Huw was the centre of the cult surrounding Bat, a goddess in Egyptian mythology. The sistrum, a sacred instrument associated with her, often shaped to resemble her, and for which the 7th nome was named, remained sacred throughout the history of Ancient Egypt and is seen in its art and hieroglyphs.

The goddess Bat remained the main deity worshiped there until at least the time of the twelfth dynasty as she is mentioned on a shrine belonging to Senusret I. By the time of the New Kingdom during the eighteenth dynasty, the characteristics of Bat were subsumed into those of a similar goddess, Hathor, who then became the main deity worshiped at Huw. Previously they may have been the same deity.

==Modern history==

In 1326, Ibn Battuta passed through Huw, where he visited a sharif named Abu Muhammad Abdallah al-Hasani. When he learned of Ibn Battuta's intention to go on the hajj to Mecca by way of Aydhab, the sharif predicted that he would not succeed and would only reach Mecca by way of the road through Syria; he told Ibn Battuta to return to Cairo instead.
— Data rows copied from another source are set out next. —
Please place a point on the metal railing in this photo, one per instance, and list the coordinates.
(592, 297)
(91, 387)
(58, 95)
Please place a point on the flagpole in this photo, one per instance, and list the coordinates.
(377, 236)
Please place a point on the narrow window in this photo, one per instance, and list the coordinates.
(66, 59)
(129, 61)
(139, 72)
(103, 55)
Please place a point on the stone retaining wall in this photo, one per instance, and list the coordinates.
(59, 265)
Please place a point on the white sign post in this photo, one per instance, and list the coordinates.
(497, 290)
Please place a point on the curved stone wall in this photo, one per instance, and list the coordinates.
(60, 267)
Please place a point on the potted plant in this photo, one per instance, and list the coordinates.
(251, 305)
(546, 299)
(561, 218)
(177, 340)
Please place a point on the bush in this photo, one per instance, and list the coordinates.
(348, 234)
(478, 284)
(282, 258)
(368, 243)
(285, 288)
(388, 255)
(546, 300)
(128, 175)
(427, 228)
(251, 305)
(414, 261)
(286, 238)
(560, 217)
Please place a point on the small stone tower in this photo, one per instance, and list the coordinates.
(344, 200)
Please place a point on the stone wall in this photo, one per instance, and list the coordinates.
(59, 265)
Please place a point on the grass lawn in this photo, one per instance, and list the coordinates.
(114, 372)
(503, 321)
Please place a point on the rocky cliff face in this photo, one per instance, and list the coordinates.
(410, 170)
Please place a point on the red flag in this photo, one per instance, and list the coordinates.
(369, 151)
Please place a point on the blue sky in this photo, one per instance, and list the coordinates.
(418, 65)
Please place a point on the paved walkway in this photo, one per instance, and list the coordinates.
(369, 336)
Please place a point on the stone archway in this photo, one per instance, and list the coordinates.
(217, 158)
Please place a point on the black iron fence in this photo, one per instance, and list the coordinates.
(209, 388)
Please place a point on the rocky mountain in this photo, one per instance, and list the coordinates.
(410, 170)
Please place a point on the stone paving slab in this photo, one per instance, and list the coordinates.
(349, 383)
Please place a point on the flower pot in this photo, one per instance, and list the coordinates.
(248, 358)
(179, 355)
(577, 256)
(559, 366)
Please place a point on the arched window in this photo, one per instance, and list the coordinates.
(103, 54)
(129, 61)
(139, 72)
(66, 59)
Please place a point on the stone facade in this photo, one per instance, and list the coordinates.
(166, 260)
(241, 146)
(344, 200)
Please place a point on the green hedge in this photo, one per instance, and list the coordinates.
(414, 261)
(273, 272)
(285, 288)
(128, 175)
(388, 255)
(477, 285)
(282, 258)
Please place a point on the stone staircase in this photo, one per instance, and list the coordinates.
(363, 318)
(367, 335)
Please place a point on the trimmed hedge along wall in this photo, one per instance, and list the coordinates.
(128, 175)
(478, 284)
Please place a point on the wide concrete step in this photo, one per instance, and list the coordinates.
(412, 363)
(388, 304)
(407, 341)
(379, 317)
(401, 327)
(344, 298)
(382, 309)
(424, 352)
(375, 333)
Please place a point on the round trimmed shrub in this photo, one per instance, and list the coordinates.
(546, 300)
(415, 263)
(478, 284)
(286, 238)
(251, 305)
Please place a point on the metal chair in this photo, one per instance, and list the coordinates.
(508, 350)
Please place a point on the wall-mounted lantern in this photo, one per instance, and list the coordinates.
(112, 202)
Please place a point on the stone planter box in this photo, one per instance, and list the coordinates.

Ibn Battuta went on to Aydhab anyway, but upon arriving, he found that local Beja tribespeople, in revolt against the Mamluk governor, had driven out the town's garrison and sunk ships in the harbor, preventing anyone from setting sail to Hejaz. Ibn Battuta was left with no choice but to return to Cairo.

The 1885 Census of Egypt recorded Huw as a nahiyah under the district of Dishna in Qena Governorate; at that time, the population of the town was 3,958 (2,011 men and 1,947 women).